NOTE: Endnotes supplied by Prof. Foerster are indicated by "(F.)"; all other endnotes are supplied by W.W. Comfort.
- "cele feste, qui tant coste, Qu'an doit clamer la pantecoste." This rhyme is frequently met in mediaeval narrative poems.(F.)
- The contemporary degeneracy of lovers and of the art of love is a favourite theme of mediaeval poets.
- Cf. "Roman de la Rose", 9661, for the stinking manure pit. (F.)
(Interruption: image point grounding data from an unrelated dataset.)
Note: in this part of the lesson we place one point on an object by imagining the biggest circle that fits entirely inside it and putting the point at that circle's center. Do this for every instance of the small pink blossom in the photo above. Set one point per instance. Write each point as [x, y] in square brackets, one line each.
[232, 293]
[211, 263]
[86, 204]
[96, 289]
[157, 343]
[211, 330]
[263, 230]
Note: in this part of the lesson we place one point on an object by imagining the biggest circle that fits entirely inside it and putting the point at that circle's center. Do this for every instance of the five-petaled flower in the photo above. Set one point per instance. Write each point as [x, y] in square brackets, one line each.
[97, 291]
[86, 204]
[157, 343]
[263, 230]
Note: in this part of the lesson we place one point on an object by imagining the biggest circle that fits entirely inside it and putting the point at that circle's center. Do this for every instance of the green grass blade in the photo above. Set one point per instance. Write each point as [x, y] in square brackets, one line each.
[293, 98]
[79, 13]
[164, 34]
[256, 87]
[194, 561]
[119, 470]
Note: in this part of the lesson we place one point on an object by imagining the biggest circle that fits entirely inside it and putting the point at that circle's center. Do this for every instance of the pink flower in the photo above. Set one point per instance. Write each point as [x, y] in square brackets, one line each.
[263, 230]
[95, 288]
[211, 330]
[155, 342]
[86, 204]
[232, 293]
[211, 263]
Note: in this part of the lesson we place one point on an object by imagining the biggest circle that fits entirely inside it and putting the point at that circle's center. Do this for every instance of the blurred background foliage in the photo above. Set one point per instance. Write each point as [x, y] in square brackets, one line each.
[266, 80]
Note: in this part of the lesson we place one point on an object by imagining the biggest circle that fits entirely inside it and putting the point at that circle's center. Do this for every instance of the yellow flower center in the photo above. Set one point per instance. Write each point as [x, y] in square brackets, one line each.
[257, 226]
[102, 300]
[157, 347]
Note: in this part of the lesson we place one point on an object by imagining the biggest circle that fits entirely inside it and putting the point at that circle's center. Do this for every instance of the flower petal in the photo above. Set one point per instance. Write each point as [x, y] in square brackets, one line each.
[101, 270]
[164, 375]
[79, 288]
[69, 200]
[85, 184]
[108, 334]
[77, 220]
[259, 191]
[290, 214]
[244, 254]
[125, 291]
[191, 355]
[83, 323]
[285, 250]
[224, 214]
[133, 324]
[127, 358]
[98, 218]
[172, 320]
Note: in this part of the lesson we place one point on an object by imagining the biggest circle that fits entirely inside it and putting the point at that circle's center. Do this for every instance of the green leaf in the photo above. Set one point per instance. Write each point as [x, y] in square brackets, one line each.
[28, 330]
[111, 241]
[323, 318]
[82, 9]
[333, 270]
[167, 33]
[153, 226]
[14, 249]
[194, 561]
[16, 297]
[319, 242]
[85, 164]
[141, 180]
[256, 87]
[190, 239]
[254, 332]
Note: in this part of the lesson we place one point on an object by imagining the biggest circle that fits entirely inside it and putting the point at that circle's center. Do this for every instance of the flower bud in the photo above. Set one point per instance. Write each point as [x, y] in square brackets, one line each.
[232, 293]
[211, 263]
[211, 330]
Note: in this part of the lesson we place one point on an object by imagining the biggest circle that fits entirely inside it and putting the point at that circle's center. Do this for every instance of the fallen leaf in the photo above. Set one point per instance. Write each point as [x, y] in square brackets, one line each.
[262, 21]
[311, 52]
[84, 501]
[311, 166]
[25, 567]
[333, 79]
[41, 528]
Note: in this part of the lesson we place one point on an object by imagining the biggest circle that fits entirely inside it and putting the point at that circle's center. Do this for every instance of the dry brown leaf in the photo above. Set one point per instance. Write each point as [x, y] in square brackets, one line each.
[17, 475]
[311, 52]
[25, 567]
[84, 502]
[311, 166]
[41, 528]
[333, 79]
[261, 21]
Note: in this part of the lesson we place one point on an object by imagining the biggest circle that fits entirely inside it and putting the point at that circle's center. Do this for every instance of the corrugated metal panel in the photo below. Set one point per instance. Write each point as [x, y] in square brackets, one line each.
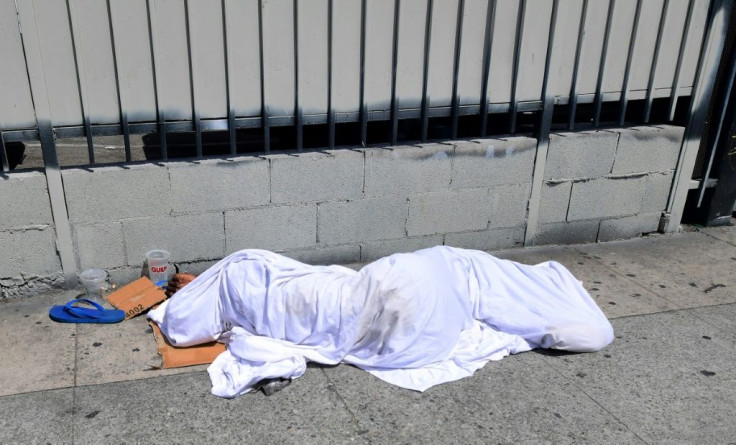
[54, 34]
[278, 52]
[208, 51]
[94, 67]
[245, 76]
[313, 56]
[172, 59]
[441, 51]
[16, 105]
[470, 74]
[132, 43]
[95, 60]
[346, 49]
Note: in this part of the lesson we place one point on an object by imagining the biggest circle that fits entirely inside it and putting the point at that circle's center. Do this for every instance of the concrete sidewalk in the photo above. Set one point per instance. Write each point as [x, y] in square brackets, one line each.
[669, 377]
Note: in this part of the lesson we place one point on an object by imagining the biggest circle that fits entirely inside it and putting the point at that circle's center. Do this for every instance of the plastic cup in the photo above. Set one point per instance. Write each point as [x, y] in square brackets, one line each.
[158, 266]
[94, 282]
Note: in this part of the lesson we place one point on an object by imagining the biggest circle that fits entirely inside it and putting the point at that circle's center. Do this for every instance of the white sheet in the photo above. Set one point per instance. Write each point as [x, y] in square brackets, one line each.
[415, 320]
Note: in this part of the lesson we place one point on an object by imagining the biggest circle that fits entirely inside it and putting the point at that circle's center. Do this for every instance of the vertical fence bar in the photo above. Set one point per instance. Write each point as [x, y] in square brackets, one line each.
[363, 108]
[425, 68]
[193, 78]
[655, 60]
[456, 67]
[330, 109]
[602, 66]
[81, 79]
[711, 49]
[160, 116]
[576, 65]
[717, 137]
[487, 49]
[545, 125]
[39, 94]
[513, 103]
[228, 90]
[629, 58]
[265, 123]
[394, 65]
[297, 104]
[119, 85]
[674, 92]
[3, 152]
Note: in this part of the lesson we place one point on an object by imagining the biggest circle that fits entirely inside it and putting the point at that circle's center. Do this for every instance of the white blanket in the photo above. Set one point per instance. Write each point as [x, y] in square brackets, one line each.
[415, 320]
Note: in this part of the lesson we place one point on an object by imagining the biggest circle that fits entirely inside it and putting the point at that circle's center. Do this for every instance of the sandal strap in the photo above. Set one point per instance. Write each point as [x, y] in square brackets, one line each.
[71, 303]
[82, 312]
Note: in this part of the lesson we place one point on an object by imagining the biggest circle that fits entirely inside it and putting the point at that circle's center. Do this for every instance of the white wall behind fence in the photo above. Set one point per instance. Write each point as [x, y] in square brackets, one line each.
[84, 41]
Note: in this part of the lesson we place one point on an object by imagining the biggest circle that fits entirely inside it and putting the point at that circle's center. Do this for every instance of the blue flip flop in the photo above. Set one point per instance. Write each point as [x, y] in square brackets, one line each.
[72, 313]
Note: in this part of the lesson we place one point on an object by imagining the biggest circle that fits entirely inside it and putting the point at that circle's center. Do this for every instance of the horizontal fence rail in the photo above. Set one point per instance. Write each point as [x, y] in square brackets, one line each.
[122, 67]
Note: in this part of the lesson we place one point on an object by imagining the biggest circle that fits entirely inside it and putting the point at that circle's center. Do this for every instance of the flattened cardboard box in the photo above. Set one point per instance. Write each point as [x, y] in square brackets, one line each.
[174, 357]
[136, 297]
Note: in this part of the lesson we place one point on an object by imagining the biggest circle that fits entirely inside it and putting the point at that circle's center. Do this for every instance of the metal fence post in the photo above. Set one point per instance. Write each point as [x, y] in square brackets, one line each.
[716, 30]
[545, 125]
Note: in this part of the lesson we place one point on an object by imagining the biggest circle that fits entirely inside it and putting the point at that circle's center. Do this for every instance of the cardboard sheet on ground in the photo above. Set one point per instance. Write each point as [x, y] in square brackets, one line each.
[137, 297]
[173, 357]
[415, 320]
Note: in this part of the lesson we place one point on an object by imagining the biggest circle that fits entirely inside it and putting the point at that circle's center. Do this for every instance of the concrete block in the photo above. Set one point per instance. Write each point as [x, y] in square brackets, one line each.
[379, 249]
[645, 149]
[451, 211]
[216, 184]
[555, 201]
[486, 240]
[196, 267]
[121, 276]
[114, 193]
[605, 198]
[316, 176]
[187, 237]
[29, 252]
[508, 205]
[587, 154]
[568, 233]
[657, 191]
[628, 227]
[362, 220]
[25, 200]
[408, 170]
[327, 255]
[100, 245]
[30, 286]
[492, 162]
[271, 228]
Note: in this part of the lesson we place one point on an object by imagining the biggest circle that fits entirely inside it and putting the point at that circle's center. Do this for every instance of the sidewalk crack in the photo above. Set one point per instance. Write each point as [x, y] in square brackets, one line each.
[342, 399]
[582, 390]
[74, 385]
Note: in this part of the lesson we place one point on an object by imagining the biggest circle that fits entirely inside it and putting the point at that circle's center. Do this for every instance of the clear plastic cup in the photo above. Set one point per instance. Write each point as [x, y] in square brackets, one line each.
[158, 266]
[95, 284]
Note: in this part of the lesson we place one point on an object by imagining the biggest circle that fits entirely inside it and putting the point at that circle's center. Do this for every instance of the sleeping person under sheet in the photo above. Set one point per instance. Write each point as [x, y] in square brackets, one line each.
[413, 319]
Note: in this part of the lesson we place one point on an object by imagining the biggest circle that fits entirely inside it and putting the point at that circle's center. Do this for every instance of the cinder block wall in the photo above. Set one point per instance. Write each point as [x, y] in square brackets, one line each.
[319, 207]
[605, 185]
[29, 263]
[340, 206]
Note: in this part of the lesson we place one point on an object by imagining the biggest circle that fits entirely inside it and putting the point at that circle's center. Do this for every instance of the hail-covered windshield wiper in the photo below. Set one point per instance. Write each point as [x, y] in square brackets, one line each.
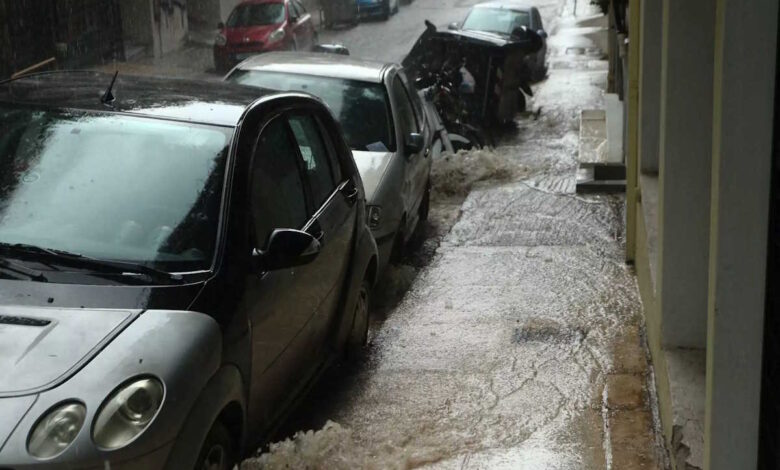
[15, 269]
[77, 260]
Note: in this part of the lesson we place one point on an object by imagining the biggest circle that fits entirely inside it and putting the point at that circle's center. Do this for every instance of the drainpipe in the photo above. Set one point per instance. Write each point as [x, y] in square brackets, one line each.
[632, 148]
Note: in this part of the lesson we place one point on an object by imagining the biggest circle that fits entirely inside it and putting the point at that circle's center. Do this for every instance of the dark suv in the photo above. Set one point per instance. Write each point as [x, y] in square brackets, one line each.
[178, 261]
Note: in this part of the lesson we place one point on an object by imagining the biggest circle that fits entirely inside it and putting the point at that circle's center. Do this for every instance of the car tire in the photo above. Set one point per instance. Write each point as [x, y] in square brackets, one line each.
[358, 333]
[217, 451]
[425, 205]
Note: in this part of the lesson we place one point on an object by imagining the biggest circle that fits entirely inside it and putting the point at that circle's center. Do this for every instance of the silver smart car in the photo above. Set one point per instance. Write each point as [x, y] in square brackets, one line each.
[384, 121]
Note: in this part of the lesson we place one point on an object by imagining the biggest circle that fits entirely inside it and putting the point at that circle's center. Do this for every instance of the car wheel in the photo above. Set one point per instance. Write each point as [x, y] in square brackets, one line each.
[217, 451]
[358, 334]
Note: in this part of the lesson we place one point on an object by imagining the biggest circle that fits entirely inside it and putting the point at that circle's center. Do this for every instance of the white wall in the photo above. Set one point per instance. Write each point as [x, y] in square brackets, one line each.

- The forest of Broceliande is in Brittany, and in it Chretien places the marvellous spring of Barenton, of which we read in the sequel. In his version the poet forgets that the sea separates the court at Carduel from the forest of Broceliande. His readers, however, probably passed over this "lapsus". The most famous passage relating to this forest and its spring is found in Wace, "Le Roman de Rou et des dues de Normandie", vv. 6395-6420, 2 vols. (Heilbronn, 1877-79). Cf. further the informing note by W.L. Holland, "Chretien von Troies", p. 152 f. (Tubingen, 1854).
- This grotesque portrait of the "vilain" is perfectly conventional in aristocratic poetry, and is also applied to some Saracens in the epic poems. Cf. W.W. Comfort in "Pub. of the Modern Language Association of America", xxi. 494 f., and in "The Dublin Review", July 1911.
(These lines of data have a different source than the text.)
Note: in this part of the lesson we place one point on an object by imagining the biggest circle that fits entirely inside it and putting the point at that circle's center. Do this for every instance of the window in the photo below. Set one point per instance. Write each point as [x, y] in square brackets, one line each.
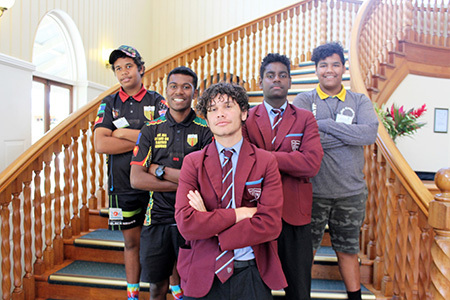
[53, 83]
[51, 102]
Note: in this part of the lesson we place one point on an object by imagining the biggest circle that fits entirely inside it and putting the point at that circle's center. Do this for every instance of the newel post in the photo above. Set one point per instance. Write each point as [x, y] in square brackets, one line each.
[439, 219]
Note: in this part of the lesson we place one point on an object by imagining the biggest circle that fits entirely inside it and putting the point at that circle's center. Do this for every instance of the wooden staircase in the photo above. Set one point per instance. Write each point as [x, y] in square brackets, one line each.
[93, 265]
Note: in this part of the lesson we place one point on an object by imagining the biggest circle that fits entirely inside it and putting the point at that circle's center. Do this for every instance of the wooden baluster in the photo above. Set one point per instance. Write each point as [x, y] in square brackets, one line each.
[248, 61]
[407, 20]
[28, 278]
[390, 44]
[290, 52]
[412, 253]
[442, 23]
[254, 58]
[400, 32]
[309, 43]
[101, 191]
[75, 200]
[208, 75]
[297, 57]
[379, 180]
[272, 31]
[84, 211]
[447, 37]
[350, 22]
[241, 57]
[332, 21]
[48, 252]
[39, 266]
[214, 72]
[93, 203]
[400, 245]
[152, 82]
[370, 167]
[5, 200]
[438, 218]
[267, 31]
[426, 240]
[228, 62]
[323, 22]
[201, 66]
[58, 244]
[435, 14]
[67, 230]
[345, 19]
[235, 49]
[17, 235]
[386, 193]
[391, 227]
[282, 47]
[260, 49]
[303, 37]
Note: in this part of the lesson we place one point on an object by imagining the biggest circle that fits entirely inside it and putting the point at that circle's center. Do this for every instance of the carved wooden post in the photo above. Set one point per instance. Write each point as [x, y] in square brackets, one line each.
[439, 219]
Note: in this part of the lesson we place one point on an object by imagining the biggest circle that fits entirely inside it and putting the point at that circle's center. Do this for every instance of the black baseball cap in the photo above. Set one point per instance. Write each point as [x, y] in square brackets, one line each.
[127, 50]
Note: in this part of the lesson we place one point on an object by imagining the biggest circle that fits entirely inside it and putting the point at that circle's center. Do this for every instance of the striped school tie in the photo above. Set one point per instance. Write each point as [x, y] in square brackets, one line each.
[276, 122]
[224, 262]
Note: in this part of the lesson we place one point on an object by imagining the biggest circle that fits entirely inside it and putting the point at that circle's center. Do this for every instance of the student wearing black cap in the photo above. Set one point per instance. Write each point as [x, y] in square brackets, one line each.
[119, 120]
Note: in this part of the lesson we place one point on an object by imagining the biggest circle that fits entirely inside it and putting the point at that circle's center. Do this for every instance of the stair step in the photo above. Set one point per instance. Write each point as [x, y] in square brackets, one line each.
[112, 276]
[101, 239]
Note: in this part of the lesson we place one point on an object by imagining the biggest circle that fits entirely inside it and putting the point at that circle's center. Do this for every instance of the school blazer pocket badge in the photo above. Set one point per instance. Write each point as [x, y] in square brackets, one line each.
[254, 189]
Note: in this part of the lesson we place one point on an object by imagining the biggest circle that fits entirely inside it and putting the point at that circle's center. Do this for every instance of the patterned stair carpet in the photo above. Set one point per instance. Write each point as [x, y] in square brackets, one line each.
[106, 275]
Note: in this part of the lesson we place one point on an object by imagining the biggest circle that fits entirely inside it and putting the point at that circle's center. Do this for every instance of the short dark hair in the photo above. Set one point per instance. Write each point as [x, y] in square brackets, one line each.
[274, 57]
[127, 51]
[185, 71]
[234, 91]
[326, 50]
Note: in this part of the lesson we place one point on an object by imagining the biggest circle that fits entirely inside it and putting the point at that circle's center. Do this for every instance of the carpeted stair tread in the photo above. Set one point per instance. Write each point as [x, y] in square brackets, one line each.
[101, 239]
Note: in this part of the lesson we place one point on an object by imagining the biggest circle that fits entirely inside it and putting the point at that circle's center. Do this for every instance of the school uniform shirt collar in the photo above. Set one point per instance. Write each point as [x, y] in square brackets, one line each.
[323, 95]
[236, 147]
[138, 97]
[186, 122]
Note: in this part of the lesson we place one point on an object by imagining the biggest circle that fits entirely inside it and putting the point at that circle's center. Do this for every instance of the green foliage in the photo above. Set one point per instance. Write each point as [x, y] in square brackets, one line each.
[399, 122]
- For the description of the magic fountain, cf. W.A. Nitze, "The Fountain Defended" in "Modern Philology", vii. 145-164; G.L. Hamilton, "Storm-making Springs", etc., in "Romantic Review", ii. 355-375; A.F. Grimme in "Germania", xxxiii. 38; O.M. Johnston in "Transactions and Proceedings of the American Philological Association", xxxiii., p. lxxxiii. f.
- Eugen Kolbing, "Christian von Troyes Yvain und die Brandanuslegende" in "Ztsch. fur vergleichende Literaturgeschichte" (Neue Folge, xi. Brand, 1897), pp. 442-448, has pointed out other striking allusions in the Latin "Navigatio S. Brandans" (ed. Wahlund, Upsala, 1900) and elsewhere in Celtic legend to trees teeming with singing birds, in which the souls of the blessed are incorporated. A more general reference to trees, animated by the souls of the dead, is found in J.G. Frazer, "The Golden Bough" (2nd ed. 1900), vol. I., p. 178 f.
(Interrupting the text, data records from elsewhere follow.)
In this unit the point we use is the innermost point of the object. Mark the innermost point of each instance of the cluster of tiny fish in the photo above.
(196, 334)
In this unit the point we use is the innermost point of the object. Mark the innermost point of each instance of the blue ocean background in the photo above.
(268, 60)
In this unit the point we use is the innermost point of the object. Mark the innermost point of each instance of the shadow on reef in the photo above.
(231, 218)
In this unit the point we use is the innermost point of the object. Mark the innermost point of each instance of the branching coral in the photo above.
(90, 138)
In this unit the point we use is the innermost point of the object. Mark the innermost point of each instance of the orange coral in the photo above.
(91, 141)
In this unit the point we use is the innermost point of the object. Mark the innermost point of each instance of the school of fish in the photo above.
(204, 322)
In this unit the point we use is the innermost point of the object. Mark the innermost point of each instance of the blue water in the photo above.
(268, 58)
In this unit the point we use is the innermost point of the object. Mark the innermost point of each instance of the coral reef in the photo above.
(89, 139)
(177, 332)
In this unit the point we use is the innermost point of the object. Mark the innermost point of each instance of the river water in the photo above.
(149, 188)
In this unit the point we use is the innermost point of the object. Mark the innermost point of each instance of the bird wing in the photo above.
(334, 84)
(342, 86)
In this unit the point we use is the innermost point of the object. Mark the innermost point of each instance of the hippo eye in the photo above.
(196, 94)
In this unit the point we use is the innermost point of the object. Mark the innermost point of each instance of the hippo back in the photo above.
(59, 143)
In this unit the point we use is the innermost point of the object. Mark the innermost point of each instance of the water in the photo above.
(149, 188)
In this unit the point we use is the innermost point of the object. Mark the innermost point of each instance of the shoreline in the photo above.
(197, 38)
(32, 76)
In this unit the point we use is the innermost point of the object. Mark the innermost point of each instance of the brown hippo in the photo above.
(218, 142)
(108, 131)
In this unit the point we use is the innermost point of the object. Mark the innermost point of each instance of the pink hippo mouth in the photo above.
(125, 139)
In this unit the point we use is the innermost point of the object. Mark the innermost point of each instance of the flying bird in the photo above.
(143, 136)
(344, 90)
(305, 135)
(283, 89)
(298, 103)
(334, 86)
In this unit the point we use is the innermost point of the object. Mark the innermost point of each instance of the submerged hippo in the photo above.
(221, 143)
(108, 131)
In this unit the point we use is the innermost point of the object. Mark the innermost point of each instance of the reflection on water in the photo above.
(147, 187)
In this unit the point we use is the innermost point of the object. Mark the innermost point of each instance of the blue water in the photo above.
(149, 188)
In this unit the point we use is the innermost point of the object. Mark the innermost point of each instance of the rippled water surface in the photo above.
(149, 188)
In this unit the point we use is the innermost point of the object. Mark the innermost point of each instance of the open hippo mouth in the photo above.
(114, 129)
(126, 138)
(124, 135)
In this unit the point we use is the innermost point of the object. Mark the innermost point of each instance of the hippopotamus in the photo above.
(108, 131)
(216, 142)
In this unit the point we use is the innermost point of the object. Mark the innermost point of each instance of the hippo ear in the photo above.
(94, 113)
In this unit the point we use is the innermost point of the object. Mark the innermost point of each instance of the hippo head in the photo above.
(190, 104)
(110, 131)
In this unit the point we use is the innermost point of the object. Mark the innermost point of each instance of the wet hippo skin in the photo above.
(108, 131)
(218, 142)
- Cf. A. Tobler in "Ztsch. fur romanische Philologie", iv. 80-85, who gives many other instances of boasting after meals. See next note.
- Noradin is the Sultan Nureddin Mahmud (reigned 1146-1173), a contemporary of the poet; Forre is a legendary Saracen king of Naples, mentioned in the epic poems (cf. E. Langlois, "Table des noms propres de toute nature compris dans les chansons de geste", Paris, 1904; Albert Counson, "Noms epiques entres dans le vocabulaire commun" in "Romanische Forschungen", xxiii. 401-413). These names are mentioned here in connection with the brave exploits which Christian knights, while in their cups, may boast that they will accomplish (F.). This practice of boasting was called indulging in "gabs" (=Eng. "gab"), a good instance of which will be found in "Le Voyage de Charlemagne a Jeruslaem" (ed. Koschwitz), v. 447 ff.